Right now, we are only at the beginning of understanding what we observe. We can identify stromal cells, cancer cells, and immune cells, and even characterize their spatial organization. But it will be crucial to understand the underlying metabolic drivers – for example, how glucose metabolism and hypoxia signatures influence immune cell survival and function within the microenvironment (and cancer growth!).
There are also other factors being explored, like the microbiome. Some researchers suggest that the intratumoral microbiome may play an important role in shaping tumor immunogenicity. And beyond that, there are likely many elements we still don’t fully understand.
How do you view the interplay between immunogenic cell death and antigen presentation in shaping durable responses to cell therapies – are there overlooked mechanisms we should rethink?
Good point. That’s actually one of the strong hypotheses driving efforts to enhance immune responses to therapies. There are many concepts where you combine or lead in with an adjunctive strategy – for example, radiotherapy or intralesional viral therapy – aiming to cause tumor cell death, promote immune infiltration, and attract T-cell penetration into the tumor. We see this as one potential strategy, but it still needs full validation. Clinical trials are testing these hypotheses, so the jury is still out on whether these approaches will help move the field further forward.
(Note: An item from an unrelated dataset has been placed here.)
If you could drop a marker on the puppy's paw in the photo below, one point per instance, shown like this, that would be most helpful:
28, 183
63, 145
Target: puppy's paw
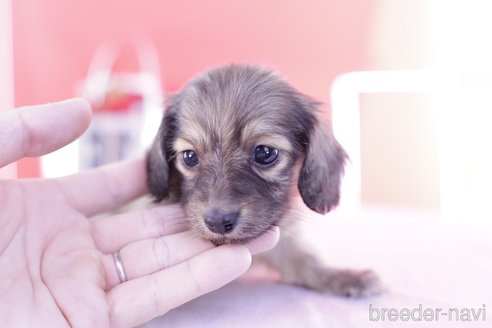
353, 284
Another important point is that we often think of the tumor versus the immune system in a very one-dimensional way. In reality, many patients have metastases in multiple sites, and what happens in one location can differ from another. For instance, in melanoma, metastases in the liver may respond to immunotherapy very differently than those in the lungs, bones, or other tissues. All of these factors need to be considered when evaluating strategies to improve response.
For my final question: looking back, what would you say was the biggest lesson you learned that most deepened your understanding of how these therapies fight cancer?
My biggest lesson is to keep an open mind. As evidence-driven clinicians and/or scientists, we tend to rely heavily on published data, on what we know historically, and have studied for years. Sometimes that creates a very rigid understanding of things. But in the field of immunotherapy and in particular, cellular therapies, surprises can happen, and you need to be ready to think outside the box. That’s difficult for someone like me who is trained to work within structured systems and frameworks. Observing patients directly, standing at that translational boundary between research and clinic, teaches you a lot – you learn from every patient, and sometimes you just have to be prepared for the unexpected.
Another major lesson is appreciating the value of interdisciplinary expertise. While fundamental principles from surgeons, hematologists, and oncologists remain crucial, the field increasingly benefits from novel perspectives – AI, machine learning, mathematical modeling, physicists, etc. For example, engineers working in nanoparticles can bring fresh ways to improve immunogenicity. The key is to work collaboratively and with patients in mind, and together, finding ways to combine the best expertise to tackle extremely complex problems. Without that, we risk staying stuck in the same paradigms rather than truly innovating.